# Store & Stream sports data feeds using Amazon DynamoDB and Amazon Kinesis Data Streams
Online bookmakers are innovating to offer their clients continuously updated sports data feeds that allow betting throughout the duration of matches. In this post, we walk through a solution to ingest, store, and stream sports data feeds in near real-time using [Amazon API Gateway](https://aws.amazon.com/api-gateway/), [Amazon DynamoDB](https://aws.amazon.com/dynamodb/) and [Amazon Kinesis Data Streams](https://aws.amazon.com/kinesis/data-streams/).
In betting, odds represent the ratio between the amounts staked by parties to a bet. The odds for a given outcome of a sporting match change in response to events within the match. Sports data providers supply a variety of data feeds, such as game details and odds. Online bookmakers consume these data feeds to publish to their sports trading analysts. As odds change based on the events in the game, sports trading analysts use the continuously updated information from the data feeds to manage bets and odds. In order to remain competitive, bookmakers must provide updated odds to trading analysts in near-real time.
The solution presented in this post provides near real-time streaming of sports data feeds to a front-end application, allowing sports trading analysts to make decisions for online bookmakers based on the latest sports data feeds.
## Solution overview
The solution uses serverless services—which offload the undifferentiated heavy lifting aspects of infrastructure and maintenance to [Amazon Web Services (AWS)](https://aws.amazon.com/)—allowing you to focus on the application logic. Our solution has the following components:
* __Sports data provider__ – External entities that provide on-field and off-field sports data feeds.
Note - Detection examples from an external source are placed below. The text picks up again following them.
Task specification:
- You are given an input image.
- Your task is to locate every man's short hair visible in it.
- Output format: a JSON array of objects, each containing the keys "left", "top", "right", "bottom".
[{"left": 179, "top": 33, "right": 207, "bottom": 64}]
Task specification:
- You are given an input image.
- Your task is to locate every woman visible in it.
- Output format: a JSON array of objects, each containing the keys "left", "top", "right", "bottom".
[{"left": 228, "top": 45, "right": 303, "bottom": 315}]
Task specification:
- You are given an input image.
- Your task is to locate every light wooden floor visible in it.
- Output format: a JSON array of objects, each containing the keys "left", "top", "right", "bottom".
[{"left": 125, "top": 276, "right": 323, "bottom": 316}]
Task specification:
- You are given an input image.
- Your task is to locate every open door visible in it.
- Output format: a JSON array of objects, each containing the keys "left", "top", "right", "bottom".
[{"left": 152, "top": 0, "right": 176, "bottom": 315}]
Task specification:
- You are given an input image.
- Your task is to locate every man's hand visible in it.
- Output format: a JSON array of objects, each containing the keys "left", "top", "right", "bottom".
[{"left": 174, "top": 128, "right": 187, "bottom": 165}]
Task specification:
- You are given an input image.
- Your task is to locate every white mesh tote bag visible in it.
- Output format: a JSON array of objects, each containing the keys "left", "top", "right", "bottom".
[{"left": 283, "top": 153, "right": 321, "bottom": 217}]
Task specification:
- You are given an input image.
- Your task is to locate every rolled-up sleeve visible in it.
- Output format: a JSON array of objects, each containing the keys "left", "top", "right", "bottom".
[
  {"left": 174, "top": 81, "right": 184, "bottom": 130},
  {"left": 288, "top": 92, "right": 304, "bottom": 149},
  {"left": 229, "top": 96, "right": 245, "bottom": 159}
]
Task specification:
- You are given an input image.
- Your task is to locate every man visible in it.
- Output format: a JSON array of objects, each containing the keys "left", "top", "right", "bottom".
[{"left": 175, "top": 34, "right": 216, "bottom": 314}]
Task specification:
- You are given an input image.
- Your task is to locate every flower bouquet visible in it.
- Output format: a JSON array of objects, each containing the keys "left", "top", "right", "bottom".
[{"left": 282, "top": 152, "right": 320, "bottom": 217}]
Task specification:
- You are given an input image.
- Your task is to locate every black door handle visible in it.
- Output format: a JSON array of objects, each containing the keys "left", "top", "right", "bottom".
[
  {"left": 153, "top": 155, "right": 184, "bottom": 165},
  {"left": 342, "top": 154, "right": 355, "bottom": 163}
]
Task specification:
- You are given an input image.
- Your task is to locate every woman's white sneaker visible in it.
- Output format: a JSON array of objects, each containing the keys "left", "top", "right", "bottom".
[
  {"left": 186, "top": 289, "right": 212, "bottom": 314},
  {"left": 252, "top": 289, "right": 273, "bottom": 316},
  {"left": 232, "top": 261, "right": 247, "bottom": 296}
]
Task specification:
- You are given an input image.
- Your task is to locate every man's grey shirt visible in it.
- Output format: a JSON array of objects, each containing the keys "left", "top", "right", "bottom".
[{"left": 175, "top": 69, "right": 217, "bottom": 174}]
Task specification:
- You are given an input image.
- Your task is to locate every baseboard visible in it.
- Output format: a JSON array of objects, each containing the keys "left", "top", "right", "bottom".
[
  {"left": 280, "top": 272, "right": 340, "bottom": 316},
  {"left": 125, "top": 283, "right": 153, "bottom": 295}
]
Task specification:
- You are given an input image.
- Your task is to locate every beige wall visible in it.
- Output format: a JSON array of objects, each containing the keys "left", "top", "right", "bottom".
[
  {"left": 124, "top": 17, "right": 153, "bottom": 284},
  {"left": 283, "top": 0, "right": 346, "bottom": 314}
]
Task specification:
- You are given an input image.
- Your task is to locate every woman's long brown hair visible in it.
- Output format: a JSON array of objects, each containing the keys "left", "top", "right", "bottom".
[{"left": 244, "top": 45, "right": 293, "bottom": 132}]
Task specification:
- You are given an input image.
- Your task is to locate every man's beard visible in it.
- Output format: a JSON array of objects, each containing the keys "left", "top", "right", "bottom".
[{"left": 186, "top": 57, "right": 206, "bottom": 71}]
* __Backend database__ (DynamoDB)__ – The sports data feeds are stored in a DynamoDB table to support historical queries for charting and data retention purpose.
* __Application layer__ – [AWS Lambda](https://aws.amazon.com/lambda/) functions handle the application logic and reading and writing data into the DynamoDB table.
* __Front-end application__ – Renders the continuously changing sports data feeds for monitoring and analysis purposes.
* __API layer__ – Integrate the front-end application and sport data provider to the backend application. Amazon API Gateway provides an API layer for ingesting the data feeds from sports data providers using REST APIs.
* __Change data capture__ – To identify the continuously changing sports data feeds and stream to the front-end application. The changes to the sports data feeds are captured from Kinesis Data Streams for DynamoDB using a Lambda function and then published via WebSocket APIs to the front-end application.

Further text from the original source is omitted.